We do have the time.
We can find the money.
We do have the energy.
It’s just that we choose to put the time/money/effort into other areas of our life, instead of into our own needs.
Yet, if we were told by someone “go and spend $80 on those vitamins for your children” we’d do it. But if we were told “go and spend $80 on a facial”, a mass load of excuses would come in. Why do we struggle so much with investing in ourselves?
I get it – because I was the same
I was always last on the list. And I was exhausted, grumpy and irritated that no one really appreciated what I did. They just moaned about what I didn’t do.
Through an amazing session with my Mastermind Coach (yep, I have a coach, even though I am one – but she helps me with the business instead of the food side) I realised that I was running on empty due to kids, house, work, setting up a business – and she demanded me to REST.

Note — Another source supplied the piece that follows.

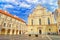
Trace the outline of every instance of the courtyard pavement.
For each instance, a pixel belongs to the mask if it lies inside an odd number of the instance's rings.
[[[60,35],[0,35],[0,40],[60,40]]]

Ha! Was my first thought – I don’t have time for that! Get me a nanny, maid and chauffeur and then I’ll REST. But she gently pushed me into getting into reality.
I was instructed to spend the day writing down everything I do (believe me, the list was long – just like yours would be, and my god, it was boring) and find where I could make time to rest and look after myself. To do something nice for me.
So, being someone who does what their told, I did it, but admittedly was thinking “I’ll prove to her that I don’t have time, that I am too busy! She’ll see my list and see that I’m right”. But in writing that list I realised how much I was giving, and there wasn’t much, if any, "receiving" come back.
I wasn’t filling up my own tank at all.
So, I decided to create space, make time and make it a priority
I wrote a list of things I could do for myself and I scheduled ME TIME into my diary every single day and committed to it.
ME TIME wasn’t anything fancy – it was lying on the bed reading a book for ten minutes, sitting on the deck with a cup of herbal tea, looking at old photos, cuddling with the cat, having a bath, doing a 15-minute yoga routine, or sometimes, taking the best piece of chicken.
Nothing expensive or time consuming, but just little things that felt a little bit indulgent.
Yes, at first, I struggled with it - there were a million other things that I could get done in that 10 minutes – washing, dishes, tidying up, and I had to fit it in around my kids and schedule.
But I was so determined to make ME a priority every day (something that I hadn’t done since having kids), that I committed to it.
I needed to prove to myself that it was possible – that I could walk my talk (I always encourage my clients to take time for themselves). There were so many other insignificant things I made a priority in my day. I knew that making this the top of my list was do-able and worth it.
And what happened was, it worked
I created some space in my day, and it opened up more space – I found more times that I could squeeze in things just for me. Things that would nourish my soul. Things that would top me up, so that when it came to giving and dealing with the kids or a busy routine, I was calmer, kinder and more patient. I started really looking forward to my ME TIME, my little indulgences that involved doing something that I really wanted to do.
Plus, I was way more productive when it came to my business.
I learnt that "taking care of me" ended up being better for everyone else.
I also realised I wanted my children to grow up feeling like taking care of themselves was a priority. I don’t want them living a life where they’re run ragged and stretched thin. I want them living a life where they are in tune with what they need and don’t feel bad for saying "yes" to themselves.
The only way for them to learn that, is to see me doing it
Yes, there are some days that end up being one of “those days” and ME TIME does fly out the window. But I try hard to commit to it, because ultimately doing it makes me less selfish, to both myself and my family.
So, what’s holding you back from taking the best piece of chicken and not feeling guilty about it? How could you invest in yourself each day so that your tank is topped up and you're showing your children that self-care is a priority?
All it takes is a commitment and a carved-out piece of time each day.
Just like the Loreal adverts say “Because You're Worth It”.